Alterations in bone metabolism may play a significant role in the early stages of femoral head necrosis, yet the causal relationship remains unclear. This study utilizes a two-sample Mendelian randomization (MR) approach to explore the genetic causal links between biochemical markers of bone metabolism, bone mineral density, and the risk of femoral head necrosis.

METHODS

This study utilizes publicly available genome-wide association study (GWAS) datasets, with exposure factors including biochemical bone markers (25OHD, calcium, and alkaline phosphatase) and bone mineral density (measured at the lumbar spine, heel, femoral neck, and total body). The outcome of interest is osteonecrosis of the femoral head. We selected validated single nucleotide polymorphisms that are strongly associated with the exposure factors as instrumental variables.
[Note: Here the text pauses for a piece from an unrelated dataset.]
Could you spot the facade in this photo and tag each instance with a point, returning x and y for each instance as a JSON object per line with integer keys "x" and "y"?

Mendelian randomization analysis was conducted using inverse variance weighting(IVW), MR-Egger regression, and weighted median estimation. Additionally, we performed analyses for horizontal pleiotropy, heterogeneity, and sensitivity.

RESULTS

A total of 934 SNPs were included in this study. The MR analysis results indicate that the IVW analysis of 25OHD, Ca, and ALP did not reach statistical significance (25OHD OR = 1.006, 95%CI: 0.69-1.47, P = 0.975; Ca OR = 0.856, 95%CI: 0.43-1.70, P = 0.657; ALP OR = 1.022, 95%CI: 0.86-1.21, P = 0.801). However, bone density, including heel, lumbar spine, and total body bone density, showed a protective causal relationship with the onset of ONFH, while the results for femoral neck bone density did not reach statistical significance (lumbar spine BMD OR = 0.662, 95%CI: 0.48-0.91, P = 0.010; heel BMD OR = 0.726, 95%CI: 0.62-0.85, P < 0.001; total body BMD OR = 0.726, 95%CI: 0.62-0.85, P < 0.001; femoral neck BMD OR = 0.748, 95%CI: 0.53-1.05, P = 0.096). Cochran's Q statistic for IVW and MR-Egger methods indicated no intergenic heterogeneity for all exposure outcomes' SNPs, and the tests for pleiotropy suggested a low likelihood of pleiotropy in all causal analyses.

CONCLUSIONS

The results of this study indicate that there is no genetically mediated causal relationship between serum levels of 25-hydroxyvitamin D, calcium, and alkaline phosphatase and osteonecrosis of the femoral head. However, heel, lumbar spine, and total body bone mineral density can be considered protective factors for the occurrence of ONFH. There is no genetic causality between femoral neck bone mineral density and ONFH development.